Though the project is lighter in tone, the seed of its inspiration was a little more macabre.

“On a highway when you see a roadside cross, here’s this kind of random space in the world that is suddenly made sacred,” Keiley said. “If you had to go jump out of your car and have a pee, you wouldn’t go there… If you were going to build something, you probably wouldn’t build something there.”

Keiley began thinking about the idea of space, what it can mean, and how changing a space can change how we think about it, when she noticed how much the demolishing of Mount Cashel affected the community in 1992.

“That space, as grotesque as it is, was a sacred place to our history and it can’t be replaced by a shopping mall, it can’t be replaced by a plaque,” Keiley said. “Not that we should have ever kept Mount Cashel up, but it is a sacred place.

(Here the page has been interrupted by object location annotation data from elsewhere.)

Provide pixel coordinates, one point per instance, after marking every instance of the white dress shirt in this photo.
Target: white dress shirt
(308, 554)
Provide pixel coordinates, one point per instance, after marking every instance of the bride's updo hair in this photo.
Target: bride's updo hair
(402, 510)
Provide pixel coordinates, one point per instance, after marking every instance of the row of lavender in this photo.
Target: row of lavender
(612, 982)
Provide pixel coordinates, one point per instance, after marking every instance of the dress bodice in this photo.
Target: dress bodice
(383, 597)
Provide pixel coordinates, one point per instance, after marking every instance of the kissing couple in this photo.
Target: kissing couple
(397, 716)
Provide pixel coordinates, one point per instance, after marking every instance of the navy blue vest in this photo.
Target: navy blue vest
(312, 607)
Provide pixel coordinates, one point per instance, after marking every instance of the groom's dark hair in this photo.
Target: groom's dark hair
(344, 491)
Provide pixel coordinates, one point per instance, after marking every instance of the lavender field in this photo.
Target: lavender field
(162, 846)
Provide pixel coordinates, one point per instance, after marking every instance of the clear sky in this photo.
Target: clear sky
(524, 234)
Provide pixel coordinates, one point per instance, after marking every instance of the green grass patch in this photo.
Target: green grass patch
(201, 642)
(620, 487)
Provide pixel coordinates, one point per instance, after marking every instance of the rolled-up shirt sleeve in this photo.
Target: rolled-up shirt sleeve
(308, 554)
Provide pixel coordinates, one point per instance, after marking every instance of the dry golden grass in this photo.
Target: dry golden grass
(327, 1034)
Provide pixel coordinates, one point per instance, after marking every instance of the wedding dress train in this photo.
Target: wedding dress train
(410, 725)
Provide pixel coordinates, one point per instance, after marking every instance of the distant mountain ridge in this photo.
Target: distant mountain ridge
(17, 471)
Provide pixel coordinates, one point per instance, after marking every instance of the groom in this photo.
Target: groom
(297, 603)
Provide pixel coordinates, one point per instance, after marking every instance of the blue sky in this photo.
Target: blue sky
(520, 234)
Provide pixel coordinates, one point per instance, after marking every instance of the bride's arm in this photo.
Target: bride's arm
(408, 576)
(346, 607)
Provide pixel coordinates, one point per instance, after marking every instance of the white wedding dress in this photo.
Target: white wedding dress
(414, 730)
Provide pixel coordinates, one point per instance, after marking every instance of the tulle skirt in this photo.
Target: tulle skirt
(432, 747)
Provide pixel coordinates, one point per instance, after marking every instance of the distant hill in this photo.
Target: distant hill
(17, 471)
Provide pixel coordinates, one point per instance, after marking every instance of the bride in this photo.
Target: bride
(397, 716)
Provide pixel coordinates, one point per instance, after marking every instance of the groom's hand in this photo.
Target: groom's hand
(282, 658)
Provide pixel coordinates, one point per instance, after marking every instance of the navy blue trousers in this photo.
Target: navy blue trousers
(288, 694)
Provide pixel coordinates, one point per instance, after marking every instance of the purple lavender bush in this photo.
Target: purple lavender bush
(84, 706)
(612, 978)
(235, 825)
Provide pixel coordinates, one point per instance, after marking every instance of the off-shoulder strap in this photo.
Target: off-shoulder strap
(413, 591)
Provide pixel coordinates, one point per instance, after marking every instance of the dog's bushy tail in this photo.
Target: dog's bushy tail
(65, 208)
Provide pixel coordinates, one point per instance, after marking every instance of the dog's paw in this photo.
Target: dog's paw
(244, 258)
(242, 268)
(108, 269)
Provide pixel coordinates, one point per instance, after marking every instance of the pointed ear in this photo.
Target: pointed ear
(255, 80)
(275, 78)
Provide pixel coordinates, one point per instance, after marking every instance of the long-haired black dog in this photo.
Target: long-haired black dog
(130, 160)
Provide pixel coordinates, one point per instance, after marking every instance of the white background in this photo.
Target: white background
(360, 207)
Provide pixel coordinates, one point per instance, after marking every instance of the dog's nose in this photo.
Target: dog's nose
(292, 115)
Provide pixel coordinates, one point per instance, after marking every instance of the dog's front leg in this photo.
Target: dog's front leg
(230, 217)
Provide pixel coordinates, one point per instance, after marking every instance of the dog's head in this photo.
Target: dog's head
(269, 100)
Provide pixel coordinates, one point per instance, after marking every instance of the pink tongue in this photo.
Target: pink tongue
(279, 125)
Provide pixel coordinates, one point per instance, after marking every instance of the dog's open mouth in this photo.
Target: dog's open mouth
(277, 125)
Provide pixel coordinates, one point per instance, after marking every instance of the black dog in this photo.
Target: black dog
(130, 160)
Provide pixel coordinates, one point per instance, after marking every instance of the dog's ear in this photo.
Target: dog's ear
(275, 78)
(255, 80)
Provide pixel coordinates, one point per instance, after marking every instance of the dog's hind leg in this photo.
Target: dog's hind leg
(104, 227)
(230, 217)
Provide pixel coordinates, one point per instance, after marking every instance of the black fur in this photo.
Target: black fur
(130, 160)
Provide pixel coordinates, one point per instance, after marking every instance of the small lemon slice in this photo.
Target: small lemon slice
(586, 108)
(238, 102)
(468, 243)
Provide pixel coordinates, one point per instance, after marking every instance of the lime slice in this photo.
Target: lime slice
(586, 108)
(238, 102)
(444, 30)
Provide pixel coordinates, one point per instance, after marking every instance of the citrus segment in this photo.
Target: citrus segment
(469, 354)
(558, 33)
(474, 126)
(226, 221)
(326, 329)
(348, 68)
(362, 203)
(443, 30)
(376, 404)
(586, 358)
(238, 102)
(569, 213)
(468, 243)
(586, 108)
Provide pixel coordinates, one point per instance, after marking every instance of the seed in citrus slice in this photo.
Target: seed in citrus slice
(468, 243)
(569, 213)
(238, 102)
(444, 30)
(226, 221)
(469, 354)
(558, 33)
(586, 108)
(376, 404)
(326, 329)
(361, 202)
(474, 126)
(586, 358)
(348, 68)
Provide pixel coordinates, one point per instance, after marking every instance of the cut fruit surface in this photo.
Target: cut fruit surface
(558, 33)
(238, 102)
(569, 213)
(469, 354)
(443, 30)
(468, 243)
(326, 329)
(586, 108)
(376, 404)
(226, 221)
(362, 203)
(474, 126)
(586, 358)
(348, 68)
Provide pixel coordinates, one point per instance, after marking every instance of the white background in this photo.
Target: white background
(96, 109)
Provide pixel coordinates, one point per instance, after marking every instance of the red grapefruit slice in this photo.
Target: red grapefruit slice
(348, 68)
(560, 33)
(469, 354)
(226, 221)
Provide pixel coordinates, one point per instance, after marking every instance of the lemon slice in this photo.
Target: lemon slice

“Ground zero for 9/11, also a sacred place. These are spaces that are in the world that are sacred because something tragic has happened on them.”

Keiley also drew inspiration from an art installation she witnessed during the ’90s at Sound Symposium, a festival that takes place in St. John’s every two years.

“A musician they had brought in had put a piano on top of Gibbet Hill,” Keiley said.

Gibbet Hill is place near Signal Hill. Though they are close, they were used for very different things. 

Blue objects have been strewn throughout the woods surrounding Mount Scio Farm, as part of a multi-media art installation.
Blue objects have been strewn throughout the woods surrounding Mount Scio Farm, as part of a multi-media art installation.

Signal Hill, used historically as a lookout during wartime, is also notable for being the place where the first transatlantic wireless was received by Guglielmo Marconi in 1901, and is a popular tourist destination.

Gibbet Hill is where they hanged people. The area was chosen because, being visible from Signal Hill, the hanging bodies served as a reminder of what happens to people who break the laws of the colony.

“They took this piano, took all the strings out of the piano, nailed the piano to the top of the rocks, pulled the strings down over the side of the cliff face and let the wind play the piano strings,” Keiley said. “It was the most beautiful, haunting sound you can imagine — just absolutely magic. Ever since that time, that space that used to be a grotesque space about death… now is actually this beautiful space that meant something different.”

These thoughts may have served as the jumping-off point, but it’s not Keiley’s intended goal to make anyone second-guess stuffing a turkey.

“I didn’t particularly want people to change their opinion about Mount Scio,” Keiley said, laughing. “It’s just a heavenly place in itself and… I loves me a bit of savoury.”

Keiley simply wanted to take sound and music, put it in an unfamiliar spot, and give other people the opportunity to enjoy the area surrounding the farm, which is usually not open to the public.

At the end of the walk, the last choir will sing a new composition by Andrew Staniland. The audience will sit around in a circle and, with the help of a phone application specifically designed for the installation, can participate in the music by striking their iPhones at the air. Each mimed mallet hit will let out a series of vibrating tones from the tiny speaker, similar to the sound of the standing bell, a bowl-shaped musical instrument often used in Buddhist religious rituals.

“…float…” will be performed twice on July 1, at 5 p.m. and 7:30 p.m.